Playbook / Staff+ coding / Merge K sorted lists / iterators

Merge K sorted lists / iterators

Expected question

"Merge k sorted ascending integer lists into one sorted list (or yield via iterator)."

Variant forms

Interviewers often ask the same structure with different framing or Staff+ extensions — recognize the archetype:

  • "Merge K sorted lists — heap of size K."
  • "Design a lazy iterator that merges without materializing all output."
  • "What if some lists are empty or infinite streams?"
  • "Merge K sorted files on disk that don't fit in memory."
  • "Complexity vs pairwise merge tournament?"
  • "Deduplicate while merging."
  • "Merge by a custom comparator (timestamps + id)."
  • "How do you unit-test the iterator contract (hasNext/next)?"

The question, as it might actually be asked

Merge k sorted ascending integer lists into one sorted list (or yield via iterator).

The framework

Clarify constraints → correct end-to-end solution → narrate complexity and tests → offer a Staff+ extension (concurrency, API contract, or failure mode) without turning a coding round into distributed system design.
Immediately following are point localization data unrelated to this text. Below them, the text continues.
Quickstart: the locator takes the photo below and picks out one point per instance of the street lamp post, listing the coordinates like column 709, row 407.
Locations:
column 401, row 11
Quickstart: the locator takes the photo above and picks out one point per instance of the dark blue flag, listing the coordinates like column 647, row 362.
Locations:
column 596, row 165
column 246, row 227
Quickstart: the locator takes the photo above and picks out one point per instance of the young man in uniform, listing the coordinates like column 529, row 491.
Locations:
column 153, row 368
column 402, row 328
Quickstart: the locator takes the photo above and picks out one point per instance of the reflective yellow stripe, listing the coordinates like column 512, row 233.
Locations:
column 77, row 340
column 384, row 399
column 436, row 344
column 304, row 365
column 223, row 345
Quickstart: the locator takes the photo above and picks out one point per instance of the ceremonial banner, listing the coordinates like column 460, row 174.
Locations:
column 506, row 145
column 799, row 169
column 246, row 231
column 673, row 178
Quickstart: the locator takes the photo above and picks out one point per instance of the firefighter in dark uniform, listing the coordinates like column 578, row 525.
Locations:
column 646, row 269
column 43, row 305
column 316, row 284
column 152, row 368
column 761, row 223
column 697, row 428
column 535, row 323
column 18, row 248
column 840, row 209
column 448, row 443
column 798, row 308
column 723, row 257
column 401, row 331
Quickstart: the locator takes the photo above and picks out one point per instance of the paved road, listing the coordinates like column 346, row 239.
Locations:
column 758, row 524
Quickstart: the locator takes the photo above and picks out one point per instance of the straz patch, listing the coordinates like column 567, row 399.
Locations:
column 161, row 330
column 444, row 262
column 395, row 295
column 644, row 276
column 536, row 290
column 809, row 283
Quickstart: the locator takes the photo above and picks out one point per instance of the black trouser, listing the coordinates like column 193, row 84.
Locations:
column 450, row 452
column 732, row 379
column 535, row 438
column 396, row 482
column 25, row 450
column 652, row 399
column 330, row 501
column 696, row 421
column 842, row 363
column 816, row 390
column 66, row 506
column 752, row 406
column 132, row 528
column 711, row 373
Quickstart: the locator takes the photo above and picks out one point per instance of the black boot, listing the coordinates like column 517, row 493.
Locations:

See Approach ladder and Staff+ deep dive below.

Where this actually gets asked

Heap classic; Staff+ cares about iterator API, laziness, and external sort / k-way merge for files.

Problem

Merge k sorted ascending integer lists into one sorted list (or yield via iterator).

Clarifying questions you should ask first

  1. Lists already sorted ascending?
  2. Duplicates allowed?
  3. Total length N, k lists — memory bound?
  4. Return list vs lazy iterator?

Approach ladder

StepIdea
BruteConcat + sort — O(N log N)
CorrectMin-heap of (value, list_index, elem_index) — O(N log k)
Staff+Lazy iterator; external k-way merge

Reference solution (Python)

from __future__ import annotations
import heapq
from typing import Iterator

def merge_k_sorted(lists: list[list[int]]) -> list[int]:
    heap: list[tuple[int, int, int]] = []
    for i, lst in enumerate(lists):
        if lst:
            heapq.heappush(heap, (lst[0], i, 0))
    out: list[int] = []
    while heap:
        val, li, ei = heapq.heappop(heap)
        out.append(val)
        nxt = ei + 1
        if nxt < len(lists[li]):
            heapq.heappush(heap, (lists[li][nxt], li, nxt))
    return out

def merge_k_sorted_iter(lists: list[list[int]]) -> Iterator[int]:
    heap: list[tuple[int, int, int]] = []
    for i, lst in enumerate(lists):
        if lst:
            heapq.heappush(heap, (lst[0], i, 0))
    while heap:
        val, li, ei = heapq.heappop(heap)
        yield val
        nxt = ei + 1
        if nxt < len(lists[li]):
            heapq.heappush(heap, (lists[li][nxt], li, nxt))

Complexity: O(N log k) time; O(k) heap space (+ output).

Verbal tests to narrate

  1. [[1,4,5],[1,3,4],[2,6]] → [1,1,2,3,4,4,5,6]
  2. Empty lists mixed in
  3. Single list identity

Staff+ deep dive

TopicTalking point
Why not pairwise mergeTournament/heap better for large k
External sortSame algorithm over file runs
StabilityDefine if equal keys need source order

What not to discuss

  • MapReduce job design before the heap works
  • Premature parallel merge without measuring

What's expected at each level

  • Mid-level: Concat + sort.
  • Senior: Heap merge + complexity.
  • Staff+: Lazy API + external merge narrative.
  • Principal: Connects to real log/compaction pipelines.